It is widely accepted that a large part of the Earth was molten during its early history, thus forming a `magma ocean'. Silicate melt - (liquid) metal interaction during the separation of core material, as well as mineral-melt interaction during the cooling of the magma ocean, are therefore among the possible reactions that took place in the accreting Earth. The extent to which these different reactions have contributed to establishing current mantle abundances of siderophile elements is the object of ongoing investigations and dispute. The importance of silicate melt composition ( Xmelt) for the distribution of siderophile elements between liquid metal and silicate melt has recently been explored, thus introducing an additional parameter to P, T and fO2 that has to be considered when interpreting the results of partitioning studies. Large inconsistencies between existing studies (e.g. McFarlane et al, GCA 58, 23, 5161 (1994); Agee, Nature, 346, 834 (1990)) on magnesiowüstite-silicate melt distribution coefficients (DMw/Sil) may possibly be resolved by considering differences in melt composition. Moreover such experimental data may provide new insights into the question of whether mineral fractionation during the early history of the Earth contributed to differentiation processes in the mantle.
We performed element partitioning experiments between magnesiowüstite and silicate melt using a multi-anvil apparatus at 9 to 25 GPa and 1800° to 2500°C for 2 to 20 min. Samples were analysed using a CAMECA SX50 electron microprobe. The two element partitioning coefficients KDMw/Sil between magnesiowüstite and silicate melt are defined as KD(M/Mg) Mw/Sil = (cMMw/cMSil ) / (cMgMw /cMgSil ). Instead of the usually employed structural parameter NBO/T, we use other chemical parameters such as the Si/Mg ratio in the quenched silicate melts, which serve equally well for investigating the partitioning behaviour as a function of melt composition.
The KDMw/Sil obtained for Fe, Ni, Co, Mn, Cr and
V exhibit dependencies on both temperature (at constant Xmelt)

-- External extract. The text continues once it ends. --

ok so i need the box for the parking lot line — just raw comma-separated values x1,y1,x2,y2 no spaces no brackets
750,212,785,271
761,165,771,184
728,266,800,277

and melt composition (at constant T) at 9 GPa. As an example, the partitioning
of some elements between magnesiowüstite and silicate melt as a function
of melt composition and temperature at constant pressure are shown in Fig.
3.2-1a and 3.2-1b. Additional experiments at pressures above 20
GPa exhibit distinct pressure effects for the partitioning behaviour of
some elements (e.g. Co, Cr, V) while almost identical KDMw/Sil
values were determined for other elements (e.g. Mn, Fe) at high and
low pressures (e.g. Fig. 3.2-1b). In the present experiments Mn
preferentially partitions into silicate melt while Ni and Co are more compatible
in magnesiowüstite irrespective of the P, T, or melt composition of
the experiments. Cr and V prefer silicate melt at high pressures and magnesiowüstite
at low pressures. Our results generally agree with those of McFarlane et
al. (1994) and the pressure, temperature and composition effects on magnesiowüstite-silicate
melt partitioning determined here cannot solve the inconsistencies (i.e.
significantly different KDMw/Sil at comparable P,
T conditions) between McFarlane et al. (1994) and Agee (1990). In contrast
to the other experiments reported here S-rich metal liquid was present
in the experiment of Agee (1990). However, additional S-bearing experiments
in our study clearly show that sulphur has a negligible influence on oxide-silicate
partitioning (Fig. 3.2-1b). Because all experiments have been performed
at oxygen fugacities at or below the iron-wüstite buffer, the presence
of ferric iron in magnesiowüstite and/or silicate liquid is unlikely
to be responsible for the differences between the various studies. Our
study indicates that other variables, for instance compositional effects
such as the magnesiowüstite composition (e.g. its FeO content) may
be responsible for the observed differences between literature data. Further
experiments are underway to investigate this possibility.
(b) Magnesiowüstite-silicate melt partitioning coefficients for Mn as a function of temperature at 9 GPa and 20 to 25 GPa in comparison to literature data. The regression line is given for the 9 GPa results. The triangles denote S-bearing experiments. Grey symbols (experiments below 2000°C) show partitioning between solid silicate and magnesiowüstite. |
The present experimental results contribute important information to the discussion about the extent to which mineral fractionation processes were responsible for the observed siderophile element anomaly in the Earth´s mantle. In particular the abundances of Mn, Cr and V are difficult to explain by simple metal-silicate equilibrium processes. Because none of the determined KD values for these elements significantly exceeds unity, the present results indicate, in accordance with McFarlane et al. (1994), that it is unlikely that magnesiowüstite fractionation has contributed significantly to the abundance patterns of the investigated elements in the mantle.